To Deacon, the Common Application is part of a larger problem: the admissions bubble, a geometric increase in college applications that he likens to the millennial housing market, in an admissions industry that increasingly resembles big business.

"We don't have the Common App because we think that each person is unique and each school is unique," said Deacon, dean of admissions at Georgetown. "We don't want people to apply for the wrong reasons."

Deacon and other industry leaders gathered Thursday in St. Louis for an annual conference of the National Association for College Admission Counseling, where vendors hawk databases of top-scoring high school seniors and the latest in student recruitment intelligence.

Few of Deacon's colleagues publicly share his views. Many admire his pluck.

"It's a business. That's a fact now," said Greg Roberts, a onetime Deacon protege who directs admissions at the University of Virginia. "It's a very different field than it was when Charlie started, or even when I started."

Sticking to his guns

Deacon took over Georgetown admissions at a time when more than half of applicants gained admission and the school's chief competition came from neighboring George Washington and Catholic universities.

Energetic and affable, Deacon helped steer Georgetown's ascent from a provincial to national university, building a cross-country network of alumni and recruitment to mirror those of the Ivy League schools. In 1979, Barron's elevated Georgetown to its list of "most competitive" colleges.

Today, Deacon contends that most of his peers use the Common Application to inflate their numbers. The form encourages the noncommittal applicant, a drawback acknowledged by many in the admissions field.

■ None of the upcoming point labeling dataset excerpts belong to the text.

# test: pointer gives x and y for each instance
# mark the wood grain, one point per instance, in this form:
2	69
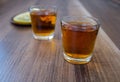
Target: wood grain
24	59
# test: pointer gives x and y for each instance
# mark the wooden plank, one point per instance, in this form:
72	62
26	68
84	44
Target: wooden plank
24	59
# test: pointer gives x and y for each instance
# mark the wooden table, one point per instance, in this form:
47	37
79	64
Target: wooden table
24	59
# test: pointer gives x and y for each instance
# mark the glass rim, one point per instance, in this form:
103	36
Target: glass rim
43	7
89	17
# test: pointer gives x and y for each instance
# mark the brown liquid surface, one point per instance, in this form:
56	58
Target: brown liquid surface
78	39
43	22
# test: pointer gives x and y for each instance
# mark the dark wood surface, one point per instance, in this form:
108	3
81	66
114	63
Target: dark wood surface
24	59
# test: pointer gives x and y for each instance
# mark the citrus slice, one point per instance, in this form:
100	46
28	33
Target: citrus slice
22	19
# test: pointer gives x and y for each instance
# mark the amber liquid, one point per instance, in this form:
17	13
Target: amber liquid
43	22
78	39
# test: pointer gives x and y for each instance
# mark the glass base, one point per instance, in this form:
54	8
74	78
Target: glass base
43	37
77	60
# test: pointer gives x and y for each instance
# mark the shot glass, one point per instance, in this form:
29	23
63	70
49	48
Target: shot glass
43	20
78	38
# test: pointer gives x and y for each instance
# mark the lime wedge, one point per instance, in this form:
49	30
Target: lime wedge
23	18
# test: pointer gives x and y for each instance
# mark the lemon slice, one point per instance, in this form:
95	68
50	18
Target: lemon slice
22	19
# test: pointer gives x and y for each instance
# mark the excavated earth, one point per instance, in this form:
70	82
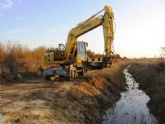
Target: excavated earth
82	101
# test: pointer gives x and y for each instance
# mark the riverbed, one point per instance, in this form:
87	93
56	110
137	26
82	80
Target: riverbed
131	108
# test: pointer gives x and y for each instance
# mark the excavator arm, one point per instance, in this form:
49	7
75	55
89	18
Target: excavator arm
91	23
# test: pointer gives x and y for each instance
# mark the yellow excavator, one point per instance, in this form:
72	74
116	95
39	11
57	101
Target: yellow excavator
70	60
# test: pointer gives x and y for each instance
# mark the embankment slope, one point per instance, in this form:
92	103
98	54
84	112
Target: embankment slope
82	101
150	74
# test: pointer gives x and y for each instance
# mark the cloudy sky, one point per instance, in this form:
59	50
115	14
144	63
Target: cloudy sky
140	24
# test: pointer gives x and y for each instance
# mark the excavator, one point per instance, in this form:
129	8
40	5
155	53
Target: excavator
70	60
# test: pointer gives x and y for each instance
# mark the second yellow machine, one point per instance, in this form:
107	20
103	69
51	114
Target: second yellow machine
69	60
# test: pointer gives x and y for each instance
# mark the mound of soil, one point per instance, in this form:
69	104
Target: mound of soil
73	102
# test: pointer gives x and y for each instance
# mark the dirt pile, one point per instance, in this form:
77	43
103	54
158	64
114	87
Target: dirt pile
77	102
151	77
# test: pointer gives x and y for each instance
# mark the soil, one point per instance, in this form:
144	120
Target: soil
150	74
82	101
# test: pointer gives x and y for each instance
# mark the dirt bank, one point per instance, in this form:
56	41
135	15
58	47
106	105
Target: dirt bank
82	101
150	74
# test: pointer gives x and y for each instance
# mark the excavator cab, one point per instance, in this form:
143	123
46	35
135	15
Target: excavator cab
81	51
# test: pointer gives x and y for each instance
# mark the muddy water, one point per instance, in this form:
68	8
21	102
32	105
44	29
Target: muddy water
132	106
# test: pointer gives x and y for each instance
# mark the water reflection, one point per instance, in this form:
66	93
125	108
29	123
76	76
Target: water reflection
131	108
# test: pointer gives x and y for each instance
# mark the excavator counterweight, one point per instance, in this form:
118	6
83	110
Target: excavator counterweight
69	60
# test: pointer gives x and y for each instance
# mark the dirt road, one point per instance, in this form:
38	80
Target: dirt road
73	102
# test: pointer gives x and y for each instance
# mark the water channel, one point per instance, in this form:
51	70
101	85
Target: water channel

"Unfortunately, what the Common App does is, it stimulates a lot of frivolous applications," said Susan Tree, director of college counseling at Westtown School, a Quaker boarding school outside Philadelphia and an advocate of the Common Application.

Applications to many elite schools have doubled in the past decade. One applicant in five now applies to seven or more colleges, a number once thought excessive.

One reason is the Common App, which went online in 1998 and accelerated admissions in the same way online banking sped the paying of bills. It's a generic form students can complete once and send to any of 414 schools.

Sam Nelson, a 17-year-old senior at McLean High School, came to appreciate the Common Application after initiating applications to nine colleges, of which only three accept the Common App.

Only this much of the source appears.